So you’ve gone ahead and diagnosed supra ventricular tachycardia. While getting ready to place an IV and draw up adenosine somebody (a seasoned RN perhaps) suggests that you try vagal maneuvers. Perhaps you’re feeling pessimistic that day, and wondering if they ever work. And, which one should you choose anyway? Let’s answer both questions.
How should vagal maneuvers be performed in children?
First of all, these should only be done in the child who is stable. In infants and young children (who can’t cooperate) apply a bag filled with ice and cold water to their face (the whole face) for 15-30 seconds. This will initiate the “diving reflex” whereby the child’s glottis closes, intrathoracic pressure increases and they valsalva. The EKG should be recording while this is done. You can also try inserting a rectal thermometer. In older children ask them to “bear down” like they are going to have a bowel movement, or have them blow hard on an occluded straw. Doing so for 15-20 seconds will potentially stimulate the vagus nerve. Do not perform carotid massage or orbital pressure.
Do vagal maneuvers work?
Surprisingly, at least according to a few studies the answer is yes.
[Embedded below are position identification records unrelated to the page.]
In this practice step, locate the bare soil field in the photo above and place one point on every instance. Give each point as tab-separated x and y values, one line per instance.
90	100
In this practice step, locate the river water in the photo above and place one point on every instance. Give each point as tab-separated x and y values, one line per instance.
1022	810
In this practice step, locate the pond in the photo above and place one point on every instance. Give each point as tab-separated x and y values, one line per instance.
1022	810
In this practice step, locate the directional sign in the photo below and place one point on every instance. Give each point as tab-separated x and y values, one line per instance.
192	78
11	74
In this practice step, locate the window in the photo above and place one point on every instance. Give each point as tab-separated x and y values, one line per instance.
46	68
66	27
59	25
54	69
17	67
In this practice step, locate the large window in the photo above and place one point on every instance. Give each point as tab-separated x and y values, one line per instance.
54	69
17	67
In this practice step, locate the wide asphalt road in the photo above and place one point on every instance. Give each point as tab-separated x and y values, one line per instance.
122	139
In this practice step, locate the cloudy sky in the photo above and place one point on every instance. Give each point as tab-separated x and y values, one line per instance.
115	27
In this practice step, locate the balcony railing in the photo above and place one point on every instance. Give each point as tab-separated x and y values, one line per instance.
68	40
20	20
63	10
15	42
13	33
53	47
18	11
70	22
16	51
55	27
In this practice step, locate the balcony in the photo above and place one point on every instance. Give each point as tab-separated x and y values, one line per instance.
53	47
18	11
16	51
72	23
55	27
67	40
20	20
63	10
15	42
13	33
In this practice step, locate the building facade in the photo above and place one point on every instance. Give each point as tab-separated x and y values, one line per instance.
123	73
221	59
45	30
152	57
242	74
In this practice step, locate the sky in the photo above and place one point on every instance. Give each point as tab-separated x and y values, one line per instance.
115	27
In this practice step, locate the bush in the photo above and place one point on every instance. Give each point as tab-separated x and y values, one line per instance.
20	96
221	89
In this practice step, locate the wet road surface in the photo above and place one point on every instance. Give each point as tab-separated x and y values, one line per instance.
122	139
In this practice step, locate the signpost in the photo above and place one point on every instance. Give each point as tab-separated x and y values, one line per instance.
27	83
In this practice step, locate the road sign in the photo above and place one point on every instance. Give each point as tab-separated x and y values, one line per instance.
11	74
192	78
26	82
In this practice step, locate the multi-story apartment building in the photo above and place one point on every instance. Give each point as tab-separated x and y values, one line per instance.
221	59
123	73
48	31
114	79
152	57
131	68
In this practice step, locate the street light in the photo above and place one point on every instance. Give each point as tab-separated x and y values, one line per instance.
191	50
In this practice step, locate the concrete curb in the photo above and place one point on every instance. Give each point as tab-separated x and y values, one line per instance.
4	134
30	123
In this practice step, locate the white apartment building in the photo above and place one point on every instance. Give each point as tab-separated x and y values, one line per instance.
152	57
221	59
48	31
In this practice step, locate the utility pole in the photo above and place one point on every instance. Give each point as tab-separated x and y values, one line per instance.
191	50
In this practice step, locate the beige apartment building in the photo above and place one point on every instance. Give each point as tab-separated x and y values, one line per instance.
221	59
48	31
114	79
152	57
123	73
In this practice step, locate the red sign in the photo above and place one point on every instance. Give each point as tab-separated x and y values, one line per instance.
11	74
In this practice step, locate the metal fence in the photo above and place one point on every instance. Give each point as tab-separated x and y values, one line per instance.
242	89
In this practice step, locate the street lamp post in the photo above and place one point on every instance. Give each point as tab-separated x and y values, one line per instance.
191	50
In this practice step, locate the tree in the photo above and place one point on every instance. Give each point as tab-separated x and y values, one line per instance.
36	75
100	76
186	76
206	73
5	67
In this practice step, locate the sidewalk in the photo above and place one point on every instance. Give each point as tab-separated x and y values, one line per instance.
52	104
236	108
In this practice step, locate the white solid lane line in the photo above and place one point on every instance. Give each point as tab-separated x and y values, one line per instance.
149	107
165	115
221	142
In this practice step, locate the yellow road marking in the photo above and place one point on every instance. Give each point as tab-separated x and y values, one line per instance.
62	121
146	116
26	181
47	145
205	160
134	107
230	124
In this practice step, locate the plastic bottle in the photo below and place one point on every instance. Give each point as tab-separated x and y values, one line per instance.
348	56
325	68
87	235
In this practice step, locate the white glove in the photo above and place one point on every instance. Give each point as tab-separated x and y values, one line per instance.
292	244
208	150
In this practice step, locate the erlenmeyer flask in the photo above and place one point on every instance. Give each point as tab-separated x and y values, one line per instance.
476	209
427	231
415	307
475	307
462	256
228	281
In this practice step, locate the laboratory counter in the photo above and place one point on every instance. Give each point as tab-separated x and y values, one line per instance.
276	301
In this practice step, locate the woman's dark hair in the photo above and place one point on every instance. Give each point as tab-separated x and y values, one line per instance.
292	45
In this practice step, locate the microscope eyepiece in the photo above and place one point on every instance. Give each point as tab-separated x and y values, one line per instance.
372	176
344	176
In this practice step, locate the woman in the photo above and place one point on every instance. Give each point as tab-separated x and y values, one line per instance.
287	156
Garson et al. from J. Pediatrics in 1981 noted that 63% (12/19) of their SVT cases that had valsalva performed converted (at least for a short time). In a 1994 study form the American Journal of Cardiology Muller et al. saw that ice to the face terminated tachycardia in 9 of 46 episodes (20%). Note that both studies were pediatric only – which is rarer in the literature – and had very small numbers of patients. Nevertheless, in the stable patient you really have nothing to lose, even if you think that the likelihood of aborting SVT is low.
This is just an N of 5, but I’ve taken care of 3 infants c SVT for which ice worked within 20 seconds and 2 kids for which it didn’t work. For the 3 when it worked, I covered the whole face. For the 2 when it didn’t, I covered the upper half of the face as recommended by PALS. FWIW.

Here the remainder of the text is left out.